RFR 8027434: "-XX:OnOutOfMemoryError" uses fork instead of vfork
Florian Weimer
fw at deneb.enyo.de
Thu Sep 27 19:46:15 UTC 2018
* Thomas Stüfe:
> Incidentally, we have a kind-of-self-healing mechanism in error
> reporting, where error reporting is done in steps and if one steps
> takes too long it gets interrupted via signal and we continue with the
> next step. This mechanism still does not cover onError, but it could
> be made to do so. Wonder whether that would be useful.
That sounds like too much work for a vfork-based approach being
reliable.
You could call the clone system call (not the glibc wrapper) directly
and get a classic fork, but without fork handlers. But the new
process will be in an iffy state as a result. Recent glibc versions
have eliminated the PID cache, so at least that source of
clone-specific bugs is gone, but there are other things that will not
work. Most async-signal-safe functions should work.
>> vfork might actually be safer in this context because it does not run
>> any fork handlers, but only if you take the required measures to use
>> it safely. On the other hand, the rest of the process will keep
>> running, so you don't get the snapshot functionality that comes from
>> fork.
>>
>> In my opinion (reflected in the cited article), crash handlers should
>> live outside the process, at least on Linux.
>
> I do not think anyone uses this mechanism to get cores, or? The VM
> will print an hs-err file, then abort with core. Usually that core is
> still "close enough" to the crash cause to be useful - especially
> since the error handler never unwinds the stack.
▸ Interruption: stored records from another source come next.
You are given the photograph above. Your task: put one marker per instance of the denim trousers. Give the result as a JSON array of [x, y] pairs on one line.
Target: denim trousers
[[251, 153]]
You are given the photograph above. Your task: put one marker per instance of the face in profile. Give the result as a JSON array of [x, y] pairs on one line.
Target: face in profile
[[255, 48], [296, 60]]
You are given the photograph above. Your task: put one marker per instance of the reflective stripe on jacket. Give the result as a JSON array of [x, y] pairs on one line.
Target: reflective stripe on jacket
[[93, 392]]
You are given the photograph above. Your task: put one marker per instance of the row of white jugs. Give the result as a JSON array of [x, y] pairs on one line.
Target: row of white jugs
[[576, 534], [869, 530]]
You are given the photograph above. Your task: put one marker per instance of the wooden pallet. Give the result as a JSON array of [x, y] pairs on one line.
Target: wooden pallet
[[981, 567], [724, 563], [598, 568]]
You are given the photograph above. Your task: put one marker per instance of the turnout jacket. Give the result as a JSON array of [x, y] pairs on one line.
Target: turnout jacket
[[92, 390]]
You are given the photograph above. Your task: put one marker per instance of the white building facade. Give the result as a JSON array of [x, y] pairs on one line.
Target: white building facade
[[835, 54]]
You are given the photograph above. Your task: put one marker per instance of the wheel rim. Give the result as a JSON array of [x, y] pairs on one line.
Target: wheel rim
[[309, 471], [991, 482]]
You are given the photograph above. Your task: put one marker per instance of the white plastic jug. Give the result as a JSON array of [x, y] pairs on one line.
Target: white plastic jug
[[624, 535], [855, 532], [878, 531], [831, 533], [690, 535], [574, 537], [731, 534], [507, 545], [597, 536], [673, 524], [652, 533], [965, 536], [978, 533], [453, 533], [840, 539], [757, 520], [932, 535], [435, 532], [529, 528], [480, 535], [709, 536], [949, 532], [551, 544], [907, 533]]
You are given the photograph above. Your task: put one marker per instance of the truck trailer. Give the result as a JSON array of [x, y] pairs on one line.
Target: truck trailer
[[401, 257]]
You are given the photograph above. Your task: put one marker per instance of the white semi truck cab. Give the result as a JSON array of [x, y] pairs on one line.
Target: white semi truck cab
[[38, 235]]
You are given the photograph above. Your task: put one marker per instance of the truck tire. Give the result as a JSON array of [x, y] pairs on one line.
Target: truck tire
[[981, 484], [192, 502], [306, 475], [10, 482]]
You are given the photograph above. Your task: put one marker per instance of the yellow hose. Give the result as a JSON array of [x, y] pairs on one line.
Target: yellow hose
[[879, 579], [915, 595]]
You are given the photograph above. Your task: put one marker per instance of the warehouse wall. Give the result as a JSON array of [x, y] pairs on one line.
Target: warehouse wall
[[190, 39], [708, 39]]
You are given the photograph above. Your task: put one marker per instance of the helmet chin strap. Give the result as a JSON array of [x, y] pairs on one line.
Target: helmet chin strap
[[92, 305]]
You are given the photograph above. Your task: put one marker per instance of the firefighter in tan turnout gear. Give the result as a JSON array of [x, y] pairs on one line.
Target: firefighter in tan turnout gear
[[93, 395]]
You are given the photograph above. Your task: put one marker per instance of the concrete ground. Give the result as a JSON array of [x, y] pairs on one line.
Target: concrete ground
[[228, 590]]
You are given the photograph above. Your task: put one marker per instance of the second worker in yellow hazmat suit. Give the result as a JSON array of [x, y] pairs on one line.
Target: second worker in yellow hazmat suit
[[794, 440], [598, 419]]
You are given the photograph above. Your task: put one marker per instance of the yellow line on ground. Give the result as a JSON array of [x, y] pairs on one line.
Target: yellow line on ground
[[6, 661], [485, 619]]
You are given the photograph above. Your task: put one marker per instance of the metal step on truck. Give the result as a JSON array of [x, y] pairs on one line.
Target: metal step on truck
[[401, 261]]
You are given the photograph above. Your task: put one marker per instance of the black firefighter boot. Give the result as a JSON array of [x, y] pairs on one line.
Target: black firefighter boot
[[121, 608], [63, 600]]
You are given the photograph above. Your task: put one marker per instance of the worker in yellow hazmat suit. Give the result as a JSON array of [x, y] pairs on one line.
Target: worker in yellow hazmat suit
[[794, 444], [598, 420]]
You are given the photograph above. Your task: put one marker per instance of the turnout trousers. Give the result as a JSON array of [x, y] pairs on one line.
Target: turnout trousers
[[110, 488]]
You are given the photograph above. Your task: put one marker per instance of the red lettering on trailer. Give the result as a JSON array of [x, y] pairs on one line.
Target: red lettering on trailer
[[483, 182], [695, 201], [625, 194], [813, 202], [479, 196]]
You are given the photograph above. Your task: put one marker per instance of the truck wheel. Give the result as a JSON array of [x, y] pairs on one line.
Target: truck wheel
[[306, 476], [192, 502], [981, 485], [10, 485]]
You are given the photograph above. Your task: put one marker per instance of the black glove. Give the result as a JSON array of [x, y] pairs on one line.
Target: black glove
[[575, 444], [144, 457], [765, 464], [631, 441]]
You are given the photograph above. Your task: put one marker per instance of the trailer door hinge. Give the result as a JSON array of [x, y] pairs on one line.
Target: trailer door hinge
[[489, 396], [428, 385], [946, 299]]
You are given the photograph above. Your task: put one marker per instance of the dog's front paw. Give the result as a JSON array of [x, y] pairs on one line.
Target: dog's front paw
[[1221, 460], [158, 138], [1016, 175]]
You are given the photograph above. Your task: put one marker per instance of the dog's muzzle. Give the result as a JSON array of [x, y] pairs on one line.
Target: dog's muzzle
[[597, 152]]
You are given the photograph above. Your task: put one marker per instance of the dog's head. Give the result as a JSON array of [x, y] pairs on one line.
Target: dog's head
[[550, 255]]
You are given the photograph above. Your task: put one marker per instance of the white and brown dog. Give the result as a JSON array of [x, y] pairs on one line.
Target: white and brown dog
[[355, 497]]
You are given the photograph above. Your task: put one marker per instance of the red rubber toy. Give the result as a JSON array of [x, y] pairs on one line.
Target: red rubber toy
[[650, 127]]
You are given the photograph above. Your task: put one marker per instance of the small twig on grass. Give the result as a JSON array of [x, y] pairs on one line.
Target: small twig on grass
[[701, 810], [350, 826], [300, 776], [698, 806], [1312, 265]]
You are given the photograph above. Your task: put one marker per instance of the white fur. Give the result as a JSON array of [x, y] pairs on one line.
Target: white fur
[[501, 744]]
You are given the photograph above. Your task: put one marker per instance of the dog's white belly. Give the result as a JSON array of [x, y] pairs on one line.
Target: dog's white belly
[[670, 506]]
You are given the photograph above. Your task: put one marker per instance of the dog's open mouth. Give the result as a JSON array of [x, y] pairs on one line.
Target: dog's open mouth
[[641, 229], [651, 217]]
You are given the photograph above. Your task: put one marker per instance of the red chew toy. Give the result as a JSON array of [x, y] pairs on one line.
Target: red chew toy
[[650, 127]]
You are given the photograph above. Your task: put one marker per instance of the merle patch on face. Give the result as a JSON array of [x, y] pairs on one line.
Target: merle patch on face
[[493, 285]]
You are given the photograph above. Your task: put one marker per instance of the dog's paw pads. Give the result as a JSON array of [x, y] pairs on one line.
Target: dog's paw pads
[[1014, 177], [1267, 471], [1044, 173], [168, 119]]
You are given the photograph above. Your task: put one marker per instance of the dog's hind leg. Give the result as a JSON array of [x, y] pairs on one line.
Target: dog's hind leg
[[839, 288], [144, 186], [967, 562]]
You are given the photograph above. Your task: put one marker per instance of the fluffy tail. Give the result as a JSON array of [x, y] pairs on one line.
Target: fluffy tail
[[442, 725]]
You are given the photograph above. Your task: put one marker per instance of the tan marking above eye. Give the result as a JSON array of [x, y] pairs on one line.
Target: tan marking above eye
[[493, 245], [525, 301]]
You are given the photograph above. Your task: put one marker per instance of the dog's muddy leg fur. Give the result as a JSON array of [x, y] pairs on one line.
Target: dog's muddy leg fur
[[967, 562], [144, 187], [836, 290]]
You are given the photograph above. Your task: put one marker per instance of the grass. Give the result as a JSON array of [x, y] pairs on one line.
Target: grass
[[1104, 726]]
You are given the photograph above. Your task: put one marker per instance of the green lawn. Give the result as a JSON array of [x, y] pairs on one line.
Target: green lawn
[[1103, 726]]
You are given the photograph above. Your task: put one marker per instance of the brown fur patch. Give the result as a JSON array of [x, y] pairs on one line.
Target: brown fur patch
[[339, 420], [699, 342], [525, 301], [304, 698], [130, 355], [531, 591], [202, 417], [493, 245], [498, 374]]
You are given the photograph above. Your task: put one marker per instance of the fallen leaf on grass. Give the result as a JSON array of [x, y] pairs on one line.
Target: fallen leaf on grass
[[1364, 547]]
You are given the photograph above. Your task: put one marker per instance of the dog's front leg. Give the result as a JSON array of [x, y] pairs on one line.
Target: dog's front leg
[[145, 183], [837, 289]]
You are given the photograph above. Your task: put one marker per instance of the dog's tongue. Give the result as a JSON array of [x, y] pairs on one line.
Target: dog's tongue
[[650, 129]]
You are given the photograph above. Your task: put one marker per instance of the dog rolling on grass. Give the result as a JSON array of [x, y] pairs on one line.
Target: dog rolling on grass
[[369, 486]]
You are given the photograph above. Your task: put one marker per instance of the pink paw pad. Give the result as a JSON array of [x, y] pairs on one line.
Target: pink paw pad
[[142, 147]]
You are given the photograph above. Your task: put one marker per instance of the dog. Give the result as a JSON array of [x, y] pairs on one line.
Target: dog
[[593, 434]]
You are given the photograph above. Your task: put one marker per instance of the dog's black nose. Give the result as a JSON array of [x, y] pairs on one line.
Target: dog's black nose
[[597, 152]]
The idea is to have a plugin in the crash handler mechanism that
extracts that data from the frozen process image, before the core file
is written to disk (which may never happen). ABRT has plugins, but I
don't know if this part is pluggable.
Writing coredumps to disk is usually not an option, I agree. Perhaps
coredumps could work in more cases if the Java heap was marked
MADV_DONTDUMP as an option. Then it would only contain native memory
and of a more digestable size. But that's getting off-topic.